Care Transition Specialist Lead
3 weeks ago
As a key member of the Mass General Brigham - Care Continuum Management team, the Care Transition Specialist Lead plays a vital role in ensuring seamless transitions for patients from acute care settings to community-based care. This position requires a unique blend of analytical, administrative, and interpersonal skills to facilitate effective communication and collaboration with various stakeholders, including case managers, social workers, and healthcare providers.
Key Responsibilities:
Coordinate referrals for post-acute care services, including extended care facilities, home healthcare, and skilled nursing facilities.
Develop and maintain relationships with community-based care providers to ensure access to necessary resources and services.
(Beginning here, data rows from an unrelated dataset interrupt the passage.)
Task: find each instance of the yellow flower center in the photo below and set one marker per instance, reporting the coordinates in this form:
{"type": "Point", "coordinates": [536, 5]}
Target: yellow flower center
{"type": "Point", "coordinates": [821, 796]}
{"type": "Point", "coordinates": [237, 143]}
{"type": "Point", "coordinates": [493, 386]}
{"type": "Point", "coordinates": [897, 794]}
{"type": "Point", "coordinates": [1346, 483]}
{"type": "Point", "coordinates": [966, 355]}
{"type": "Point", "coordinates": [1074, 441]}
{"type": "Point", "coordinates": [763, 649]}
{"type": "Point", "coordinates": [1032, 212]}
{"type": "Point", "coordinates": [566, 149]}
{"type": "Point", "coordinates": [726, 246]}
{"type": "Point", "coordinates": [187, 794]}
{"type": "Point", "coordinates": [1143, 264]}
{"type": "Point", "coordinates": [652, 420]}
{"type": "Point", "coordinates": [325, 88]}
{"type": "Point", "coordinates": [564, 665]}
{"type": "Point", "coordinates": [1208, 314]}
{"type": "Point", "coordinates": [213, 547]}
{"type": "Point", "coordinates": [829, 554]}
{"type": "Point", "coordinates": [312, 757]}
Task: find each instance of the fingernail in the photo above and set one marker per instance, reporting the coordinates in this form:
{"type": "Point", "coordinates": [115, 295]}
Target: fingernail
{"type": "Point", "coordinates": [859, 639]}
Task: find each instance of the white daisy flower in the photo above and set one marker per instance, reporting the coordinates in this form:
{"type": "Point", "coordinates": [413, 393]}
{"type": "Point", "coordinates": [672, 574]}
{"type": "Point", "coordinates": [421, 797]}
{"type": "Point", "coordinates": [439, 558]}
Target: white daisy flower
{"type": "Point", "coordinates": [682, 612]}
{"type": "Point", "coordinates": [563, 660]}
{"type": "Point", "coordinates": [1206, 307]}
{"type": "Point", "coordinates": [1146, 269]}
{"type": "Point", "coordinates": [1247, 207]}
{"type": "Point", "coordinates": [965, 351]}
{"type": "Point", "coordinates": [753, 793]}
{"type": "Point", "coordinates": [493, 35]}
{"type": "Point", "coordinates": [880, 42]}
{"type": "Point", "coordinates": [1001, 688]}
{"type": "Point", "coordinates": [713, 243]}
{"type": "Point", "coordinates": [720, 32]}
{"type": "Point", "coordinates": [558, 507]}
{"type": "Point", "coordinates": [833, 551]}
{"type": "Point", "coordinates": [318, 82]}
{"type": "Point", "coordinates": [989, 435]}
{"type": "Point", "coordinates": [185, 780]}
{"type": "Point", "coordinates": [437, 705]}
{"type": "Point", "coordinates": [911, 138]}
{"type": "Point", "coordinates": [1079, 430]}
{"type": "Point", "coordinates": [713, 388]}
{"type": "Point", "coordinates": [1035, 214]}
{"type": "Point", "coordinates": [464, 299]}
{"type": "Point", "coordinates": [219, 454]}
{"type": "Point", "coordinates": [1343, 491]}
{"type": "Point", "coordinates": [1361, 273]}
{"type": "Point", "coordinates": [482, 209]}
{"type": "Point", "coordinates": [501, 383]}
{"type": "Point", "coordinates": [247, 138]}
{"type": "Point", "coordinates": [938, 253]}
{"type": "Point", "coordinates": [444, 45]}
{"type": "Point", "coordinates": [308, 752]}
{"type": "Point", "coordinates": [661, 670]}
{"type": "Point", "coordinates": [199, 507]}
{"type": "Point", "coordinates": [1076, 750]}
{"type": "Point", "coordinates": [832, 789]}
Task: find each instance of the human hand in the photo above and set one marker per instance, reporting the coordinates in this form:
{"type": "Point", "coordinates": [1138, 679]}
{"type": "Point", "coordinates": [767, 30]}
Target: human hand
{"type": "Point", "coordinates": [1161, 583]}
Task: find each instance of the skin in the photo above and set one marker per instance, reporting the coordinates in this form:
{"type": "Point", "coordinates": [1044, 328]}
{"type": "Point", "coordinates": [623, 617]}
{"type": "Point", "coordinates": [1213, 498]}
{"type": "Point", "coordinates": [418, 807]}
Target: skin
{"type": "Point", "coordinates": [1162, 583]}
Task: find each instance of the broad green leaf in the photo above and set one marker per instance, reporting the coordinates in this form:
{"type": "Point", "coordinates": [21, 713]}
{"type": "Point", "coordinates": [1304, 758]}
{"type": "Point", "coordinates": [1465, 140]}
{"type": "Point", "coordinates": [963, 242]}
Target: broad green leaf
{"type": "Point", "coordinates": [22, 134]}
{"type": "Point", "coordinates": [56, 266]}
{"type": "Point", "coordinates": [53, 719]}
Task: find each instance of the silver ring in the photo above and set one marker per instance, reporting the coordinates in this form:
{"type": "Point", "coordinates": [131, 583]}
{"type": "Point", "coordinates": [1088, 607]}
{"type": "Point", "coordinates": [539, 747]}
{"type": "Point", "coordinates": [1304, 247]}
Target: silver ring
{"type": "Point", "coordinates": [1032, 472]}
Analyze operational data to evaluate performance and identify areas for improvement.
Collaborate with interdisciplinary teams to develop and implement discharge plans that meet the unique needs of each patient.
Requirements:
Bachelor's degree in a related field, such as healthcare administration or social work.
3-5 years of experience in discharge planning, case management, or a related field.
Excellent communication and interpersonal skills, with the ability to work effectively with diverse stakeholders.
Strong analytical and problem-solving skills, with the ability to interpret data and make informed decisions.
Why Join Our Team?
At Mass General Brigham, we are committed to delivering high-quality, patient-centered care that meets the unique needs of each individual. As a Care Transition Specialist Lead, you will have the opportunity to make a meaningful impact on the lives of our patients and their families, while working in a dynamic and supportive team environment.